Merkel weist türkische Kritik an deutscher Regierung zurück

Nach dem Verbot mehrerer Wahlkampfauftritte türkischer Politiker verweist die Kanzlerin auf kommunale Verantwortung.

Die deutsche Bundeskanzlerin Angela Merkel hat die Kritik der türkischen Regierung an dem abgesagten Auftritt von Justizminister Bekir Bozdag in Gaggenau zurückgewiesen. Die Entscheidung über solche Versammlungen liege in Deutschland auf der kommunalen Ebene und nicht bei der Regierung, sagte Merkel am Freitag bei einem Besuch in Tunis.

Merkel kritisierte zudem erneut die Einschränkung der Meinungs- und Pressefreiheit in der Türkei im Zusammenhang mit der Inhaftierung des deutsch-türkischen Journalisten Deniz Yücel. Gerade deshalb sei die Betonung wichtig, dass in Deutschland diese Rechte uneingeschränkt gelten würden. Zu der Ankündigung des türkischen Außenministers Mevlüt Cavusoglu, Deutschland drohten nach der abgesagten Veranstaltung mit Bozdag Konsequenzen, nahm Merkel keine Stellung.

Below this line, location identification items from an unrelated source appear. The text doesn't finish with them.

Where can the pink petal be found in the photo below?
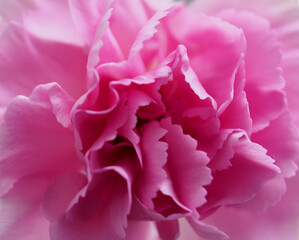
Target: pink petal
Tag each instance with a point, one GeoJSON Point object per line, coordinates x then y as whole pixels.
{"type": "Point", "coordinates": [282, 142]}
{"type": "Point", "coordinates": [30, 133]}
{"type": "Point", "coordinates": [278, 222]}
{"type": "Point", "coordinates": [154, 154]}
{"type": "Point", "coordinates": [20, 209]}
{"type": "Point", "coordinates": [59, 195]}
{"type": "Point", "coordinates": [27, 61]}
{"type": "Point", "coordinates": [263, 75]}
{"type": "Point", "coordinates": [168, 230]}
{"type": "Point", "coordinates": [210, 43]}
{"type": "Point", "coordinates": [50, 19]}
{"type": "Point", "coordinates": [141, 230]}
{"type": "Point", "coordinates": [186, 166]}
{"type": "Point", "coordinates": [101, 213]}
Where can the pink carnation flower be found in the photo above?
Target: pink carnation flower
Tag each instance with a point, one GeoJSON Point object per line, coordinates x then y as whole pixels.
{"type": "Point", "coordinates": [135, 119]}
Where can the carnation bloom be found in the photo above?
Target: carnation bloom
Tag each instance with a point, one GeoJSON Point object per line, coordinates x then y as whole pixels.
{"type": "Point", "coordinates": [134, 119]}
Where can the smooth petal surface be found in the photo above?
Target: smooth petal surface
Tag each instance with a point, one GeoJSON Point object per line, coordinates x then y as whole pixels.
{"type": "Point", "coordinates": [26, 61]}
{"type": "Point", "coordinates": [29, 135]}
{"type": "Point", "coordinates": [20, 210]}
{"type": "Point", "coordinates": [249, 160]}
{"type": "Point", "coordinates": [99, 214]}
{"type": "Point", "coordinates": [48, 19]}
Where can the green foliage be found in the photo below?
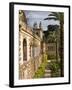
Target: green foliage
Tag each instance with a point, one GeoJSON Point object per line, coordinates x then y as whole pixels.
{"type": "Point", "coordinates": [41, 70]}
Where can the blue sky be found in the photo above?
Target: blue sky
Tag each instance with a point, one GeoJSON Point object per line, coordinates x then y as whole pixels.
{"type": "Point", "coordinates": [37, 16]}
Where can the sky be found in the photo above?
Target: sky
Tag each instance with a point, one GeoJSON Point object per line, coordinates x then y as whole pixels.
{"type": "Point", "coordinates": [37, 16]}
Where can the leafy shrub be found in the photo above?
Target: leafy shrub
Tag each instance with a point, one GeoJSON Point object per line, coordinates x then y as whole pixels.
{"type": "Point", "coordinates": [41, 70]}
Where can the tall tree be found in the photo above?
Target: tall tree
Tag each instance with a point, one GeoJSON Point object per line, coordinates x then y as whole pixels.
{"type": "Point", "coordinates": [60, 17]}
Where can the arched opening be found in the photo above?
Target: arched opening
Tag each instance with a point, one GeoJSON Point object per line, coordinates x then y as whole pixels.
{"type": "Point", "coordinates": [24, 50]}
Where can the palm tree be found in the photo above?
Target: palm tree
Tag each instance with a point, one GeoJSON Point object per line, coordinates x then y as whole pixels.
{"type": "Point", "coordinates": [60, 17]}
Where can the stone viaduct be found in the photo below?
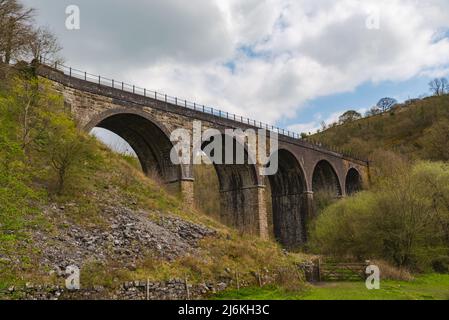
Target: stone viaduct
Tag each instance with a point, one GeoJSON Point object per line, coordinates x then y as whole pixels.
{"type": "Point", "coordinates": [145, 120]}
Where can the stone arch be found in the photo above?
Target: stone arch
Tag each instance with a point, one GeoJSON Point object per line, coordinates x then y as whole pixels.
{"type": "Point", "coordinates": [353, 182]}
{"type": "Point", "coordinates": [149, 140]}
{"type": "Point", "coordinates": [239, 192]}
{"type": "Point", "coordinates": [325, 179]}
{"type": "Point", "coordinates": [289, 207]}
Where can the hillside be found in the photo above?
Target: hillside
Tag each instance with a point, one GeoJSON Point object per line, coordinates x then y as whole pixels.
{"type": "Point", "coordinates": [418, 130]}
{"type": "Point", "coordinates": [65, 199]}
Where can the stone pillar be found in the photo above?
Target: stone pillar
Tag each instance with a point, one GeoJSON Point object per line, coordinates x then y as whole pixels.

UETD-Veranstaltung wurde verboten

Auslöser des diplomatischen Zerwürfnisses ist das Verbot einer Veranstaltung der Union europäisch-türkischer Demokraten (UETD) mit Bozdag im baden-württembergischen Gaggenau aus Sicherheitsbedenken. Bozdag wollte wie bereits Mitte Februar Ministerpräsident Binali Yildirim in Oberhausen vor türkischem Publikum für das am 16. April geplante Verfassungsreferendum werben.

Durch die Verfassungsreform sollen die Rechte von Präsident Recep Tayyip Erdogan massiv ausgeweitet werden. Kritiker sehen darin eine Gefahr für die türkische Demokratie und verurteilen auch deswegen die Wahlkampfauftritte türkischer Regierungsmitglieder in Deutschland.